Серёга, наконец, окончательно вспомнил некоторые примечательные эпизоды из биографии генерала Краснова. Удивительная контрастность каковых подчёркивалась личным мужеством боевого генерала до революции семнадцатого года с откровенным предательством Родины после неё.
«Вот такой был генерал, - вспоминал Серёга, словно чужие мысли подслушивал. – Сначала он на боевом муле совершил героический переход по Абиссинской пустыне, чтобы доставить секретный пакет сперва в Джибути, а потом в Санкт-Петербург. Разделавшись с пакетом, Краснов поехал на Дальний Восток и участвовал в боевых действиях во время русско-японской войны. Затем лично водил в атаки казаков во время второй Мировой. Но после революции, зараза, скурвился. То ему подавай Доно-Кавказский союз под патронажем Вильгельма второго, то Братство русской правды, а после и вовсе докатился до примитивного немецко-фашистского прихвостня…»
- Вот именно, - поддакнул Вергилий, - вот такое у ваших падлов понятие о патриотизме. К самому чёрту готовы бежать на службу, лизать ему рога, копыта и задницу, но только чтобы сохранить своё личное, подчас совершенно корявое понятие о любви к Родине. Где в этой Родине любой представитель данной категории вышеупомянутых падлов любит только себя, свой собственный коряво вычурный внутренний мир, ни на чей мир не похожий, но зато самолично построенный, выпестованный и обслюнявленный.
- Что вы такое говорите про уважаемого патриота, замечательного писателя и легендарного человека генерал-лейтенанта Краснова? – возник на смотровой площадке бес отвратной наружности и похожий на некоего Будницкого О. В.

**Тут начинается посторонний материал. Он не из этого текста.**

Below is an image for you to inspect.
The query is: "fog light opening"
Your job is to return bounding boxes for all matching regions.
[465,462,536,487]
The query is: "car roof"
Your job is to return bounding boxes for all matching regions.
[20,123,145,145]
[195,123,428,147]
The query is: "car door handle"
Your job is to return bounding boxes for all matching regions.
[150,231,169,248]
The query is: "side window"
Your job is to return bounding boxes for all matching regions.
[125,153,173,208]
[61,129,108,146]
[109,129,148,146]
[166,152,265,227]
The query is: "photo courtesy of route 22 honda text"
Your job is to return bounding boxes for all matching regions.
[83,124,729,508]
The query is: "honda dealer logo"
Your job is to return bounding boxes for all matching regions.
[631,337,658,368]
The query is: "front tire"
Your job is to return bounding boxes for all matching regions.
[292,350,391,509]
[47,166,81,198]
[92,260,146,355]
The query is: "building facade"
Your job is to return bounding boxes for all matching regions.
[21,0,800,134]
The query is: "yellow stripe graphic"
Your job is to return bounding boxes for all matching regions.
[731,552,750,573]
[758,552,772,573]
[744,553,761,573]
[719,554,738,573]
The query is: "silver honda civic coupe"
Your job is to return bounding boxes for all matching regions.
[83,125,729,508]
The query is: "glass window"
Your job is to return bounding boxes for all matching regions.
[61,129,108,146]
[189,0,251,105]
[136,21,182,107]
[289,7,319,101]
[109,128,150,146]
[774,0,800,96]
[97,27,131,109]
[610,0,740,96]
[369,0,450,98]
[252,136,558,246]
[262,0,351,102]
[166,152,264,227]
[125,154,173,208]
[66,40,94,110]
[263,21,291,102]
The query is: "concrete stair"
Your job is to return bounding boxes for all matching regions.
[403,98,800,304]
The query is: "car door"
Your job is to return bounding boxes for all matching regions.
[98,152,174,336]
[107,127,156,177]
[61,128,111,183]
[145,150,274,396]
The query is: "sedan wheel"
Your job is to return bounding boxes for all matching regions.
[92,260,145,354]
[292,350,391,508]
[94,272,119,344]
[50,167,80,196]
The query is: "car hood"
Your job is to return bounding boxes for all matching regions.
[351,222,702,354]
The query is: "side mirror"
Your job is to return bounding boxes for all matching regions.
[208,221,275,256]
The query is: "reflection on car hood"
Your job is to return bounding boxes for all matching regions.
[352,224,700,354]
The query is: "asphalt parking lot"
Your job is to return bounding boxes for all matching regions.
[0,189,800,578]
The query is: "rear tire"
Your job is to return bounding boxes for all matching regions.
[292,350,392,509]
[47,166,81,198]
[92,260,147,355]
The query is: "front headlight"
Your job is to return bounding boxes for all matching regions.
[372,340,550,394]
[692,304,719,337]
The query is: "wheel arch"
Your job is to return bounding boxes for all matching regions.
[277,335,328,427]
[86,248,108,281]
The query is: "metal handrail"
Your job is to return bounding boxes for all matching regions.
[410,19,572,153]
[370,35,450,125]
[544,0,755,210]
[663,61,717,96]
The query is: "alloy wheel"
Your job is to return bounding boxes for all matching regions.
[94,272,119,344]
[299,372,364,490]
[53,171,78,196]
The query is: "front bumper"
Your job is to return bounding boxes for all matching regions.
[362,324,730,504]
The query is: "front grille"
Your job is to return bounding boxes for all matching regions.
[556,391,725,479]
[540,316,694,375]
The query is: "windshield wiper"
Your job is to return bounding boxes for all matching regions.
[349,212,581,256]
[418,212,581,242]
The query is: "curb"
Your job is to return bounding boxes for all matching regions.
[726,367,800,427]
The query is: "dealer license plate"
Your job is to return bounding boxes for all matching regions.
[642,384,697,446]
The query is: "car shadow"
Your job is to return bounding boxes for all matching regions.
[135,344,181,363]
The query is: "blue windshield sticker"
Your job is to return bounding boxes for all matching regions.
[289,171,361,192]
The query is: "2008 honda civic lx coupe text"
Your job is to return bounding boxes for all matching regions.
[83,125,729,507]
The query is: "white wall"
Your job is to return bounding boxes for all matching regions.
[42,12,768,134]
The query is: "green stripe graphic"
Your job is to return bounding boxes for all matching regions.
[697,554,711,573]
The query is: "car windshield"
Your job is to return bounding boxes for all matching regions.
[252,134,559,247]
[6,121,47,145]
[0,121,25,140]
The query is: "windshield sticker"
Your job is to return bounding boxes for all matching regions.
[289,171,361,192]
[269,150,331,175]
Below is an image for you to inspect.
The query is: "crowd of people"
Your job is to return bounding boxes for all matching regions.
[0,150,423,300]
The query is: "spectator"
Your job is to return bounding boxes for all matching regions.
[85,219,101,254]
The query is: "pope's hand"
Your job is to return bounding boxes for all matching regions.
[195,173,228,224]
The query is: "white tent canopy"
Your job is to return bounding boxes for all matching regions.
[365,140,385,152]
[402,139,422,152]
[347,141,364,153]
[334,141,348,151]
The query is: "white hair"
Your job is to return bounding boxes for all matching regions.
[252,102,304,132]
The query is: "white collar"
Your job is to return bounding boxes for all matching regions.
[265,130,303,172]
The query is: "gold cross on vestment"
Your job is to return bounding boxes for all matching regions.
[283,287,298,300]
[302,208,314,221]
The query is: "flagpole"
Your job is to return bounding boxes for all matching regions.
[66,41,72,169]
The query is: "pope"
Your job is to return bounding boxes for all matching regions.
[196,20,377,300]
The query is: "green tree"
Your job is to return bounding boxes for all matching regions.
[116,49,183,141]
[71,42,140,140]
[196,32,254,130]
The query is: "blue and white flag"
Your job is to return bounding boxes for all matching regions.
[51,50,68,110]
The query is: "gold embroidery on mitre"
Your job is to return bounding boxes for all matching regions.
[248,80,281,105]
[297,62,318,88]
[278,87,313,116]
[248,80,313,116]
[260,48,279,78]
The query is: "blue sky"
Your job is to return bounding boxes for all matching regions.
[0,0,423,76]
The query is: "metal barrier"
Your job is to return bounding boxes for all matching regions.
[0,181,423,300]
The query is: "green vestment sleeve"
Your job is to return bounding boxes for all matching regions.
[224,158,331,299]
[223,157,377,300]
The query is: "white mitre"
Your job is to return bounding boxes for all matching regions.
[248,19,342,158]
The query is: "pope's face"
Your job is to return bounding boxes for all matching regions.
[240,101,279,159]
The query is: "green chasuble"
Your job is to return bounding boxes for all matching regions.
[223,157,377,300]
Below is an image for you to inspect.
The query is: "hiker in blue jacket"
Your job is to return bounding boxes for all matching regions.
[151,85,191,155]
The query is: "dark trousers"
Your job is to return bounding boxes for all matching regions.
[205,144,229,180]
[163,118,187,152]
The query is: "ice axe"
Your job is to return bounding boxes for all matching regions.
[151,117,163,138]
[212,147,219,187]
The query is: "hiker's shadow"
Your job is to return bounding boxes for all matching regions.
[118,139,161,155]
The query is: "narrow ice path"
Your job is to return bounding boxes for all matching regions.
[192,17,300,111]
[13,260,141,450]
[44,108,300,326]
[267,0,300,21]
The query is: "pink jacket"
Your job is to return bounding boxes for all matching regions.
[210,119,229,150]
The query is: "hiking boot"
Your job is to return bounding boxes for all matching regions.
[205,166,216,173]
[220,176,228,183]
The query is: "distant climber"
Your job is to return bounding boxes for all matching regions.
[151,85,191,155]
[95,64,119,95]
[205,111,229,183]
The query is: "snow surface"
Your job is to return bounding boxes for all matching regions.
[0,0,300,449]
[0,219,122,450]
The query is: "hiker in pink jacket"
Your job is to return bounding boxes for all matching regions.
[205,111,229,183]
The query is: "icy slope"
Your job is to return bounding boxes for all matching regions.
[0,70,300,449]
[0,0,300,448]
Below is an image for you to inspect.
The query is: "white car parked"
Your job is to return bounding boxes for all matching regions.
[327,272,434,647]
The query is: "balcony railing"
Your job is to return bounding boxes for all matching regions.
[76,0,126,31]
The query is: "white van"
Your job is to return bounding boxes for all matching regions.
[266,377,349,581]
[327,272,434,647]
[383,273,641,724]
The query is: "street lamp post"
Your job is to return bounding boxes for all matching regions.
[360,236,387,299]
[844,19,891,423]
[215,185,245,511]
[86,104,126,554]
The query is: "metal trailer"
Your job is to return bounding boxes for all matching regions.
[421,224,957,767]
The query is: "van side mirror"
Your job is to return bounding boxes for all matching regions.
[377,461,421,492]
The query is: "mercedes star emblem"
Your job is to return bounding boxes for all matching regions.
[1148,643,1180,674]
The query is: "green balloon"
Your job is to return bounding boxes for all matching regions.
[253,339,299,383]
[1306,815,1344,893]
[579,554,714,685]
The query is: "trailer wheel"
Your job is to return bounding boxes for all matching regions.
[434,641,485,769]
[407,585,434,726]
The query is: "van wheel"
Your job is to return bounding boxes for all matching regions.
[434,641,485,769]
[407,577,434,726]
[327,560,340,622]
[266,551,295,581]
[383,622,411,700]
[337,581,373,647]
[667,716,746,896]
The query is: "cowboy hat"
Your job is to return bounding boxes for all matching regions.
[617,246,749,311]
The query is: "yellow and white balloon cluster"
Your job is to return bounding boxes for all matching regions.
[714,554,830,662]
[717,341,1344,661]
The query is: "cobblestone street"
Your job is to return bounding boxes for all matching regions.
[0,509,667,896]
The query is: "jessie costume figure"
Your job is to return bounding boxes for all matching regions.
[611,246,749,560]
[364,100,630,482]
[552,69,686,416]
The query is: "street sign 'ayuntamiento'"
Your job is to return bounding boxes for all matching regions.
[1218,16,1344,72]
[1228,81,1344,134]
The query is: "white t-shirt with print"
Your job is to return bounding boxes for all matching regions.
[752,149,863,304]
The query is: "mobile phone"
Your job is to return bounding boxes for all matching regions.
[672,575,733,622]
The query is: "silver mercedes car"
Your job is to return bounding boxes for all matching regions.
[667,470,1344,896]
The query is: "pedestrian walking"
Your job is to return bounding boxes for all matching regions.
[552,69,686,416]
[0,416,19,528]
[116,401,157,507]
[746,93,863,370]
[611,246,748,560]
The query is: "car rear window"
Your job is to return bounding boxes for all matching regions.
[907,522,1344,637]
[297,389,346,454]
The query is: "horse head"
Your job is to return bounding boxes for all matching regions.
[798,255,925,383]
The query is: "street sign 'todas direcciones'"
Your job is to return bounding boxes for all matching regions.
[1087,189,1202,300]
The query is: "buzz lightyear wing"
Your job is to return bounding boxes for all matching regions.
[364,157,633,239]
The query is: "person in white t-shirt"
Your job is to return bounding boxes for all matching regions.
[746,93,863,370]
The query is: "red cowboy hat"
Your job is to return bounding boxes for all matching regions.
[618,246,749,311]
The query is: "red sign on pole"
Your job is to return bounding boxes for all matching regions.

- Сгинь, нечистая сила! – рявкнул на беса Вергилий и так ахнул его портфелем промеж рог, что бес враз кувыркнулся через перила и угодил в самую гущу вторичных отдыхающих. И те, не разобрав в толчее его бесовского чина, сожрали нечистого вместе с рогами, копытами и антидемократским задором.
- Похож на Будницкого, - тем временем бормотал Серёга, наблюдая доедаемого беса, - кто такой этот сучий потрох Будницкий? И почему я знаю биографию генерал Краснова, в то время как у меня эта фамилия ассоциируется с книгой под названием «География растений» 1901 года издания господина Сытина?
- Всё правильно, - поддакнул Вергилий и плюнул вниз на какого-то бывшего советского писателя-середняка, помершего от перенапряжения, пытаясь в сжатые сроки освоить порнографический андеграунд. – Где тебе… Ты и того Краснова Андрея Николаевича, который был российским ботаником и географом, знаешь только потому, что твоя бабка купила на барахолке его книгу за красивую обложку ещё во времена НЭПа. И стояла себе книжка на полке в бабкиной спальной, а ты этой книгой в детстве орехи колол.
- Было дело, - сконфуженно хрюкнул Серёга. – А почему…
- Да всё потому, - перебил его Вергилий.
- А, ну да! – стал припоминать Серёга беседу с Дифекалиусом на тему улучшения качества его ума, способностей и дальней памяти в условиях отрицательно ирреального постбытия.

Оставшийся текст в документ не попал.